As alterações eram evidentes e reais e acima de tudo o benefício que retirava das mesmas. A qualidade de vida que ia, de dia para dia, alcançando colocava cada vez mais em evidência o desequilíbrio a que me tinha imposto viver de maneira abusiva e sem sentido no passado.

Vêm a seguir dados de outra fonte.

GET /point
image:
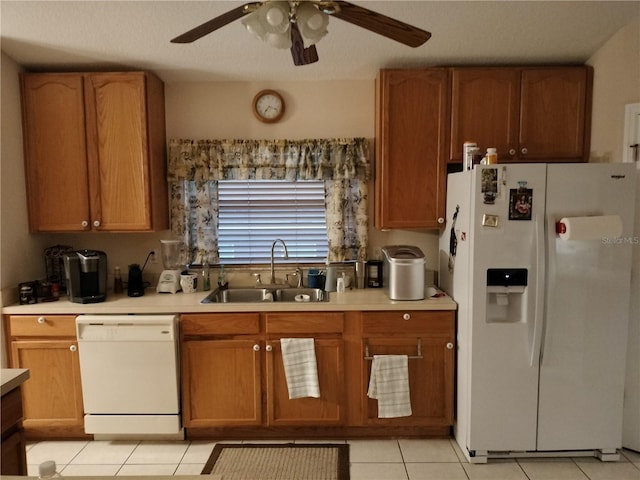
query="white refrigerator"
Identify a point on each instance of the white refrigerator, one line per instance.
(538, 257)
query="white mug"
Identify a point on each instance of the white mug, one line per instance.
(189, 282)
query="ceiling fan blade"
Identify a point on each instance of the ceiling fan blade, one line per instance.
(301, 55)
(216, 23)
(380, 24)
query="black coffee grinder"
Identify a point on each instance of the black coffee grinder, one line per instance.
(86, 274)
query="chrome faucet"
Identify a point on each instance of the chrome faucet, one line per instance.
(272, 278)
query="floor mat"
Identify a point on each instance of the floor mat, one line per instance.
(279, 461)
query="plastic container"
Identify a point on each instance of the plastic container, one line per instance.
(492, 156)
(469, 149)
(222, 278)
(47, 470)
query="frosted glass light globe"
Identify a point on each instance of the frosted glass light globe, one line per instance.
(275, 16)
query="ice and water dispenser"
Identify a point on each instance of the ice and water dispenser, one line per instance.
(506, 295)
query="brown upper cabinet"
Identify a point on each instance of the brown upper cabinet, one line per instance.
(412, 127)
(529, 114)
(95, 154)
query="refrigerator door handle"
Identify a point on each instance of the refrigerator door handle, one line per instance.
(536, 341)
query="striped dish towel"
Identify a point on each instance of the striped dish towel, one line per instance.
(389, 384)
(300, 368)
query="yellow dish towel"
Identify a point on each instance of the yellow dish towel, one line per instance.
(389, 384)
(300, 367)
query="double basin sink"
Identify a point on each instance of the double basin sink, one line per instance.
(260, 295)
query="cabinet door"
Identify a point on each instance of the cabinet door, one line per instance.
(553, 113)
(221, 383)
(118, 153)
(53, 395)
(430, 380)
(485, 109)
(411, 141)
(326, 410)
(55, 152)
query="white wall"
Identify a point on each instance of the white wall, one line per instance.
(616, 82)
(193, 110)
(19, 251)
(223, 110)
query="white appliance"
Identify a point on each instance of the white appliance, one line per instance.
(542, 316)
(129, 373)
(631, 423)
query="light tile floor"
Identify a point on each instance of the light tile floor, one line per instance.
(370, 460)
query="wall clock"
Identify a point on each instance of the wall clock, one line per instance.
(268, 106)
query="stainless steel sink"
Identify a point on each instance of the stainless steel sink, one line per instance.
(261, 295)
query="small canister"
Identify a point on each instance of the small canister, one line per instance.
(492, 156)
(469, 149)
(374, 274)
(28, 293)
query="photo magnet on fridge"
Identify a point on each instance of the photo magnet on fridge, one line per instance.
(520, 203)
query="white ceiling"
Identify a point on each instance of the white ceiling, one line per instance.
(74, 35)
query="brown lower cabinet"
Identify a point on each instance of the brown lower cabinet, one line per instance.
(232, 372)
(14, 459)
(427, 338)
(233, 379)
(52, 398)
(232, 375)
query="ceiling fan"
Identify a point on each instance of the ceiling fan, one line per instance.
(294, 24)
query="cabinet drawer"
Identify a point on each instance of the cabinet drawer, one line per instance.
(42, 325)
(304, 322)
(389, 323)
(220, 324)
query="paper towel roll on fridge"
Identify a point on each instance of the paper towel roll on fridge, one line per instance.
(589, 228)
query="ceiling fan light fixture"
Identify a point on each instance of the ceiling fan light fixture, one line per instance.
(270, 23)
(311, 22)
(276, 16)
(278, 40)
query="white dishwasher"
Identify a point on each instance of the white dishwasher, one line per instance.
(129, 369)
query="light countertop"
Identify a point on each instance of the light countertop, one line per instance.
(152, 302)
(11, 378)
(126, 477)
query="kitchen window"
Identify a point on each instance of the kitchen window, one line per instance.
(252, 214)
(230, 199)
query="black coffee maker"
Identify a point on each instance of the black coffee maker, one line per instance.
(86, 274)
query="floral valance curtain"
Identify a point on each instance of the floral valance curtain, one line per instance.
(342, 164)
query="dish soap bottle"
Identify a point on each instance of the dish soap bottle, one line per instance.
(206, 279)
(222, 279)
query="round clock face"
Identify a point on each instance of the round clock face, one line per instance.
(268, 106)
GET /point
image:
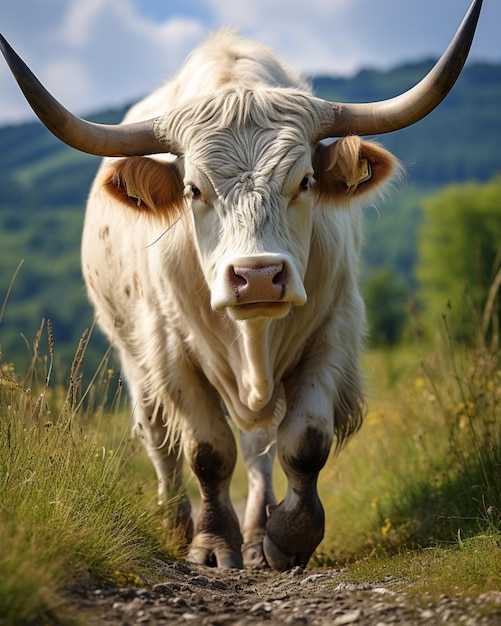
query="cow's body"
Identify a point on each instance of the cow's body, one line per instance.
(292, 380)
(227, 276)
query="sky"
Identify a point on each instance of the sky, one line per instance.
(94, 54)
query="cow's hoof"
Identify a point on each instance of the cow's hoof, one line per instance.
(253, 555)
(215, 558)
(292, 535)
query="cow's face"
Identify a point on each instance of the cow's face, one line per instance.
(252, 215)
(253, 197)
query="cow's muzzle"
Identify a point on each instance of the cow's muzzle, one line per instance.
(258, 286)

Um dia a professora chamou a minha atenção para a importância do alinhamento dos dentes e para a forma como os arcados se deveriam ajustar, pois isso influenciava o alinhamento e o tónus das cadeias musculares da coluna vertebral. Sugeriu-me que consultasse uma especialista para colocar um aparelho de correção nos dentes. Entrei em conflito, pondo em causa aquilo que me estava a ser proposto. Como seria possível, na minha idade, estar a dar aulas e a fazer espetáculos e sorrir com o aparelho nos dentes? Isto de escutar o corpo e estar disponível para lhe seguir as necessidades já me estava a parecer exagerado e desmedido. “Tudo vos é proposto, nada vos é imposto” dizia, sempre que me sentia na obrigação de lhe dar alguma justificação. Marquei a consulta muito contrariada, mas no fim da mesma fiquei convencida. No dia em que coloquei o aparelho custou-me ver que a minha imagem tinha mudado, senti-me deformada, mas ultrapassei essa sensação e habituei-me rapidamente a esta nova realidade. Fui observando maravilhada a forma como de facto o corpo muda, com a ajuda correta, e a rapidez com que se desenvolvem todas essas mudanças e adaptações do corpo. Às vezes comentava esse facto com a professora que em resposta me chamava a atenção para essa capacidade de o corpo de se adaptar, e que ele tanto o fazia com coisas boas, como com as que lhe eram prejudiciais, e que nos cabia a nós termos o discernimento para gerir o que mantinha a nossa evolução estável e segura. Passado um ano e meio tirei o aparelho e foi mais um passo na direção certa.